Another example is TARP. Seniors on fixed incomes would be hurt by inflation. Have some angry grannies with purses sit beside bankers and see how many words those Rasputins whisper into Paulson’s ears.

Cyrus December 10, 2008 at 10:46 pm

When Leviathan is an elected body, the war of all against all has been transferred from the martial to the political arena. In this context, a preference for small government is the political form of pacifism.

brian December 11, 2008 at 2:03 am

I’m with jose. Irrationality is bad. Sullivan seems to favor always supporting “x” because the expected value of x is greater than the expected value of ~x (where x=small government). That seems lazy to me. Wouldn’t it be better to consider policies on a case-by-case basis, and support x when the value of x actually IS positive?

My analogy: It’s healthy to exercise by running, except when it’s so cold out side that you’ll get sick. Since its only that cold a small proportion of the time, then by Sullivan’s argument we should go running every day, without checking the temperature, since a strong prejudice toward exercise guarantees that we actually run on good days, and hey, we’re right more often than not. Why not just check the temp and not run on cold days? Seems like a more rational solution to me.

andy December 11, 2008 at 2:57 am

England, of course, would have done better to go off the gold standard much earlier than it did, or if it had not revalued the pound at an artificially high rate after the first World War.

If it had gone off the gold standard, the government could have grown to much bigger proportions much sooner… If they knew, they could do that, they would have exploted it, wouldn’t they?

Doug December 11, 2008 at 3:27 am

“What we need is to know what is the optimal size of government and persuade the public of reaching it.”

And if it is impossible to know the optimal size of government?

“Also control politicians.”

And if politicians cannot be controlled?

“What we need is better science and more informed public, not more prejudiced ideology.”

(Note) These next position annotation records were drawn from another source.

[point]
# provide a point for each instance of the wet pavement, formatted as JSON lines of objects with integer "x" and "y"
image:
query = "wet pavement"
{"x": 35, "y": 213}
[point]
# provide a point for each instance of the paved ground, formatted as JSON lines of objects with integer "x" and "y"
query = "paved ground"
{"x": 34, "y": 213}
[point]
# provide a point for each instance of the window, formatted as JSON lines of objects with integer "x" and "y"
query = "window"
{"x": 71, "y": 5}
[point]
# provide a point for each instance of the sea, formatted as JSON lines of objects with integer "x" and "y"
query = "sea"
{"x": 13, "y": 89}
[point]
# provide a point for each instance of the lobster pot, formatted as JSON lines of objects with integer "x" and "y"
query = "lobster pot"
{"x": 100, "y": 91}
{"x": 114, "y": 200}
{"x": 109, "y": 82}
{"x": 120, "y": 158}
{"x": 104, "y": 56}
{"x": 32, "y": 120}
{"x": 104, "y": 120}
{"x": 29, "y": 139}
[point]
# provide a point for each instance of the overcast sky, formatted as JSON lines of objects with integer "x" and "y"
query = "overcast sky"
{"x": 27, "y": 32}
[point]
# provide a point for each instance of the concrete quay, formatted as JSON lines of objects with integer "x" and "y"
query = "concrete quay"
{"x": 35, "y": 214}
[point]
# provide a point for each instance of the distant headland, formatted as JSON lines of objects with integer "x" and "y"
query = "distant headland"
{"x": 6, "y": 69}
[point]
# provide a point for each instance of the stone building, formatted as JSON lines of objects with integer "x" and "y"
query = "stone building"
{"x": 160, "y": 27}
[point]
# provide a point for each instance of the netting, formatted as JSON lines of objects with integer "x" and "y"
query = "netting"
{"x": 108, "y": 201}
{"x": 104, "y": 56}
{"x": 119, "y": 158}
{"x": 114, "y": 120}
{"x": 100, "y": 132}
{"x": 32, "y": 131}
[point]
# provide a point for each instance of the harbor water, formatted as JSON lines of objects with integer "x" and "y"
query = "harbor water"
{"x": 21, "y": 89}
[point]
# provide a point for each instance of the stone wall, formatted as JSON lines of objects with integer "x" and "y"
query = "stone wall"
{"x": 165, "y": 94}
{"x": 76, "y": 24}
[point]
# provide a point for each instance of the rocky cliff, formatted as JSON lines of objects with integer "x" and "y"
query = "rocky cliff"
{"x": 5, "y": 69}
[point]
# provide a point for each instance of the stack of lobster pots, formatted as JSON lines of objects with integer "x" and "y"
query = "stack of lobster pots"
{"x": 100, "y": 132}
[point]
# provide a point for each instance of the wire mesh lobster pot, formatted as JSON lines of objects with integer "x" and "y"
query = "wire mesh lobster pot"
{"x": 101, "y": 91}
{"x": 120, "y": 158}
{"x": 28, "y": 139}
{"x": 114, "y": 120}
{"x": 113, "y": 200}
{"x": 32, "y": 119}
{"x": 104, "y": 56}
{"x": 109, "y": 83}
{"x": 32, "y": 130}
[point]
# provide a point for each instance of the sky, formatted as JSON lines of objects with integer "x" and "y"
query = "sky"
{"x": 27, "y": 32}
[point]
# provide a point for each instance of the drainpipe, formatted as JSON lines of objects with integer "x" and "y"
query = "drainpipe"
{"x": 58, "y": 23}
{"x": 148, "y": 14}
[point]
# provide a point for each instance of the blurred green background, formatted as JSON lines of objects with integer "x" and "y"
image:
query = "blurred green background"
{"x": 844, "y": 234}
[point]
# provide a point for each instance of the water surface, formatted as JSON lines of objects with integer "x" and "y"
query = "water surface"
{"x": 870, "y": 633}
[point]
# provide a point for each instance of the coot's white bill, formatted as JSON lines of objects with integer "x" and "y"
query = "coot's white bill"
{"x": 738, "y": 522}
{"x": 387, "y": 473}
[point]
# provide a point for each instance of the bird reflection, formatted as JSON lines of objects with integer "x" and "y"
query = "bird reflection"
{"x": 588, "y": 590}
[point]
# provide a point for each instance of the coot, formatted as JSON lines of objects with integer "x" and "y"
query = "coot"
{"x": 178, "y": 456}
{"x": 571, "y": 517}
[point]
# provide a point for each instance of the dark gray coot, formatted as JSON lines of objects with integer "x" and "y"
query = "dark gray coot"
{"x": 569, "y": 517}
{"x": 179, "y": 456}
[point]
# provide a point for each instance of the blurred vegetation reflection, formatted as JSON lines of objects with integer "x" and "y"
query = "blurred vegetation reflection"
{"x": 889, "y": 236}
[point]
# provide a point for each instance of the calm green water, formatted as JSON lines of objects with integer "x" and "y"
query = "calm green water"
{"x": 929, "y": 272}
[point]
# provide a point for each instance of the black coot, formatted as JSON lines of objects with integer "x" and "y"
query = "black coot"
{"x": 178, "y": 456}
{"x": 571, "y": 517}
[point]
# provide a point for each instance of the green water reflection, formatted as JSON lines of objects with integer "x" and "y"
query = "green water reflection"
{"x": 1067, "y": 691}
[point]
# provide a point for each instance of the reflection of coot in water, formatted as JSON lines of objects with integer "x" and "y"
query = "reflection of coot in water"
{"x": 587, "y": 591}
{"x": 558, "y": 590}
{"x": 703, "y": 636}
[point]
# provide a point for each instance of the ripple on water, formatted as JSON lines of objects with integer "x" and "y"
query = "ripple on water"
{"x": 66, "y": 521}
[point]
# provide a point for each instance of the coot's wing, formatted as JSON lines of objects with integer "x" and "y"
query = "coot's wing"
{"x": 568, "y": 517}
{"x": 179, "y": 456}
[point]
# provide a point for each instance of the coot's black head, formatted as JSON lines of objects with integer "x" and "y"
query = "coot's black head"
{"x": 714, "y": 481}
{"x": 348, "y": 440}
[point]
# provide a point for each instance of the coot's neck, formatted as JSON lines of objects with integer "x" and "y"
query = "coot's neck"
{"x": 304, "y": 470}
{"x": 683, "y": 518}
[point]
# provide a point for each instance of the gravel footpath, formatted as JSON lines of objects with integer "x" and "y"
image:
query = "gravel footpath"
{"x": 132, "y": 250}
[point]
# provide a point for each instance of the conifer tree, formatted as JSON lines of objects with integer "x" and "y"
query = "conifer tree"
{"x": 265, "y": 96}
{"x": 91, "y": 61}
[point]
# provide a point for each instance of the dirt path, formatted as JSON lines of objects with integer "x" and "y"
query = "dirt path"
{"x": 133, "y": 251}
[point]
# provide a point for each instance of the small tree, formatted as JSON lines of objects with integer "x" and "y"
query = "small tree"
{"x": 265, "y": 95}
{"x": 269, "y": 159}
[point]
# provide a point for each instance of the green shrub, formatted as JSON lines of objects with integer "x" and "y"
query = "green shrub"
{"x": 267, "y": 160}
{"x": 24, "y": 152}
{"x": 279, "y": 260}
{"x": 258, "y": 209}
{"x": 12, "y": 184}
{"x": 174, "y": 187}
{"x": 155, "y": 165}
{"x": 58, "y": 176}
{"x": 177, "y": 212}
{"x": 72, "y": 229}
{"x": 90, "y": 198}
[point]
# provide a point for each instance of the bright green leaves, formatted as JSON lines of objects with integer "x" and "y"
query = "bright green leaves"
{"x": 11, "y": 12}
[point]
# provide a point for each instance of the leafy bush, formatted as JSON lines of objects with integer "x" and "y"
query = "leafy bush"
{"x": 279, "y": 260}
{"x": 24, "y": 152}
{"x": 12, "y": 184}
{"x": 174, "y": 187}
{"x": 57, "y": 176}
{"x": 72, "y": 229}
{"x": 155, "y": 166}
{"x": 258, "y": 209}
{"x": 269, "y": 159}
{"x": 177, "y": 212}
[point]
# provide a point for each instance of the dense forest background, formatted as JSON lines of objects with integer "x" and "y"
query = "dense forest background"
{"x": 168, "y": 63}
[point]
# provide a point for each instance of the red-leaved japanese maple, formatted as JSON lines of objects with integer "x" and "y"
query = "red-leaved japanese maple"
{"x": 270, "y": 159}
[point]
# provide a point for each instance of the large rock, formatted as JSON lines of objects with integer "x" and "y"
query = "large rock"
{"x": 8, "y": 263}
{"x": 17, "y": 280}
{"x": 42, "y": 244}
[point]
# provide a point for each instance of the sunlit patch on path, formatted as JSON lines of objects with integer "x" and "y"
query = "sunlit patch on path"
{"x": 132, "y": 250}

And if we can’t get better science or a more informed public?

Andrew December 11, 2008 at 5:04 am

I propose the same bias against incumbents in general.

Every now and then one will surprise you, and chances are, you are not the kind of person who will miss it, despite your bias.

Greg Ransom December 11, 2008 at 11:28 am

Staying “on the gold standard” — which is a rules regime — required that England NOT revalue the pound at an artificially high rate after WWI. “The gold standard” gets blamed for the non-gold standard actions of Churchill and England. Let’s put blame where blame belongs.

“England, of course, would have done better to go off the gold standard much earlier than it did, or if it had not revalued the pound at an artificially high rate after the first World War.”

pireader December 13, 2008 at 10:00 pm

“So powerful and varied was the pressure in and on government for every kind of new spending that an automatic barrier was necessary to prevent the fiscal river sweeping all before it.”

If this statement were true, the US government’s share of GDP ought to have grown steadily. But in fact, it’s hovered around 20% for the past 50+ years. Why do grown-ups believe these ideological fairy-tales?

ad December 16, 2008 at 4:41 pm

What if you include the state governments?